Imbalanced data problem: a case study in credit card applicants classification

In highly imbalanced datasets, where the number of instances in one class greatly exceeds the number of instances in the other class, machine learning models can have a bias towards the majority class. As a result, the models may not accurately capture the patterns and characteristics of the minority class, and treat it as noise or background information. This can lead to poor performance and inaccurate predictions for the minority class.

In fraud detection, such as credit card applicants prediction models, identifying fraudulent applicants is often critical. However, the data of fraudulent cases, or ‘bad’ applicants, is typically rare in comparison to the number of non-fraudulent cases, or ‘good’ applicants. This results in an imbalanced dataset, which can pose a challenge for machine learning models.

The details of the dataset and modelling can be checked here. The original dataset is from Kaggle dataset.

1. The base rate of the dataset

For the dataset with a base rate of 1.8%, a all negative model will have a very high accuracy of ~98%. (Accuracy = Number of Correct Predictions / Total Number of Predictions)

However, no bad applicants can be captured.
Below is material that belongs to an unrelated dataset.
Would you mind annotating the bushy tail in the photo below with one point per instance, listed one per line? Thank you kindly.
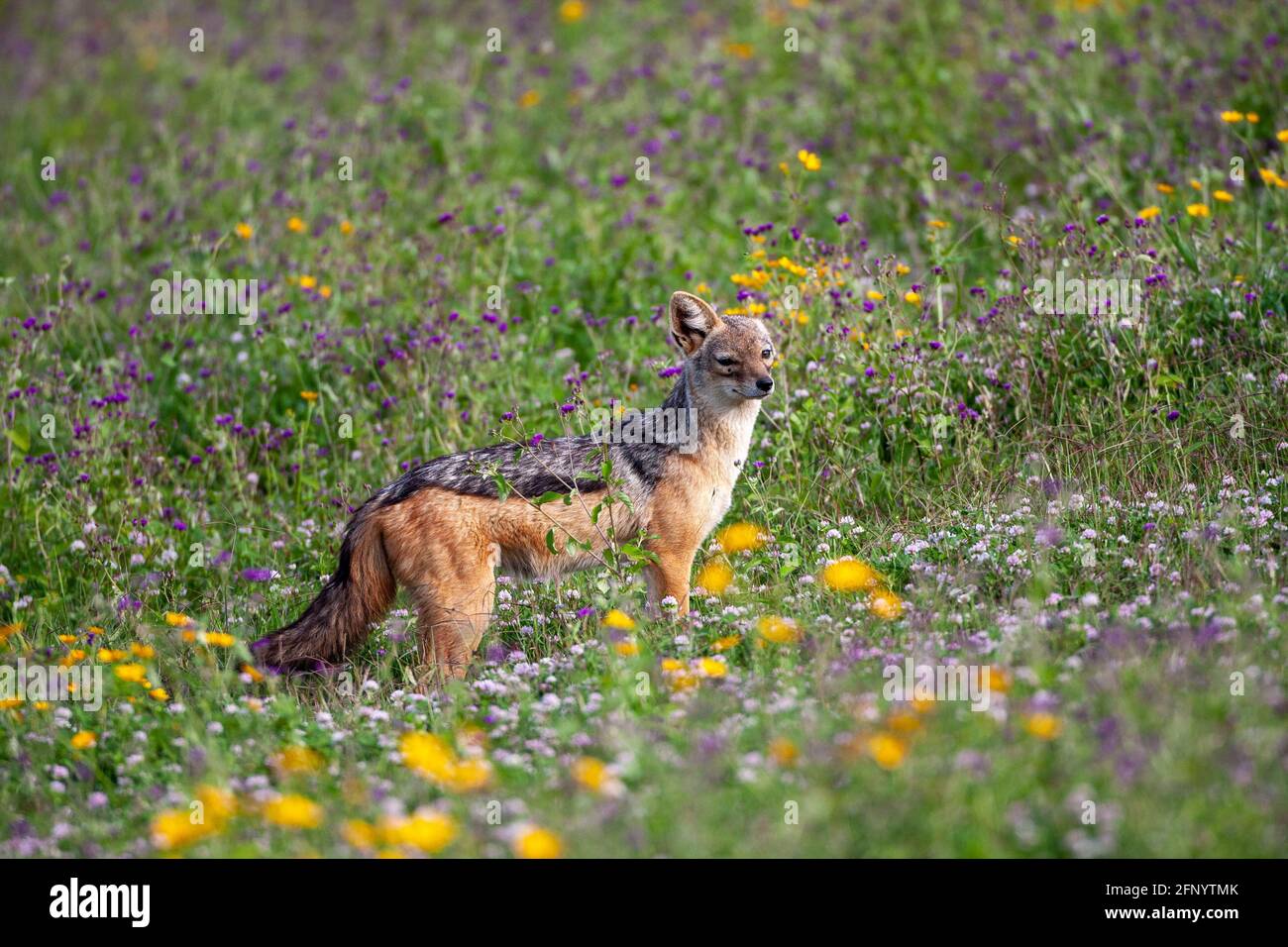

2. Two common methods of dealing with imbalanced dataset

Oversampling of minority class, Undersampling of majority class

Increase the samples of minority class, or reduce samples of majority class. It can help balance the class distribution and improve the performance of the model on the minority class.

SMOTE Synthetic Minority Over-sampling Technique is a popular algorithm to oversample. It works by computing one sample’s k nearest neighbors in the feature space, then generating samples by interpolating between the selected instance and its neighbors.

Weighted classes in models

Assiging different weights to the classes during training, by modifying the loss funcion. This means the loss function will penalize more for misclassifying minority class.

3. Model/methods selection

For the case project, the model and data processing methods highly depend on the specific business value.

Assume that a good applicant will bring some financial profit while a bad applicant will cause financial loss. It is important to calculate the business value in model/methods selection rather than just purely comparing the metrics.

The standards can be simplified as: assume the average profit brought by a good applicant as \(gain\_avg\), and the average financial loss caused by a bad applicant as \(loss\_avg\).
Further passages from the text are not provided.